The Future We Want
Jeffrey Yang
is transparent: a change in historical
structure away from repetition and inevitability to
renewal: for the weight of the alps on our brain
to lift like a cloud and dissipate: gone the lobbyists, power
divides from debt, ahead the garden where children play and grow
a dialectic of subsistence making time time: “the future we want”
is transparent: the regeneration of our minds and lives in the real:
the simplicity of clean air clean water, the rivers purer and undammed, the land
tended with care, food free of agrochemicals and hormones, free of spliced
genes, the ideal is clear: no more industrial pollution, no more military-defense industry:
we’ve had enough refugee tragedy to allow us the present
embraced, more satyagraha less duragraha breeds less bitterness: “the future we want”
is transparent: the greening of the mind
in energy, energy our eternal delight: no offshore drilling, no hydraulic fracturing, no
mountaintop mining, to make nuclear power as safe as a windmill
and decrease our consumption-need in our search for alternatives, what
doesn’t melt the ice sheets and devastate forest biodiversity, what preserves
ecosystems and indigenous lifeways, “the future we want”

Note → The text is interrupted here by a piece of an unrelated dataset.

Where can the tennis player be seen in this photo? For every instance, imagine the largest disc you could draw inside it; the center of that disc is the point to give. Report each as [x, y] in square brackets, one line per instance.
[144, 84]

is transparent: glass not plastic bags, no more take-out containers
as we can reuse our own, no styrofoam, less medical waste, less
for convenience and more mindfulness, lights dimmed shadows deepen
the least harmful carbon imprint, self-
interest zeroed to one’s self among others
for the benefit of near and far: a politics no longer based on the image
but on a fusing of referent and sign, for realigning the signs
holds the keys to the kingdom here in the unfinished
heaven, earth as clear as the robin’s egg, that blue
beyond reasoning, “the future we want”
is transparent: as lichen itself is symbiotic composite
more mutual aid, respect, dignity, as in the aftermath
of catastrophe arises extraordinary communities: time
to play the mandolin or badminton, compose, write letters to friends, sports
without corporate endorsements, time to read and think, to relate, study the stars
or a mushroom, time to dance to sing to learn a new language
cultivate value in the everyday: today, vatic pronouncements aren’t difficult, how to mean
what we say is difficult, though easiest of all is to say nothing and act
accordingly: “the future we want”
is transparent: the vision of a child’s present:
no more business practices like cyanide spray on a coral reef
better to undo the causes and recognize the effects of our habits
to prevent toxic dumping, dumping in poorer countries, dumping
in oceans and space: more conservation policies across nation-states, more positive
boycotts less sanctions, as unlimited profit-expansion will not sustain anything:
in the world of interrelation and difference, no responsibility transcends
the unfinished heaven: air circulates earth, sky overlaps sky, forest dwellers seed
swidden-fields, cities balanced in local communities, “the future we want”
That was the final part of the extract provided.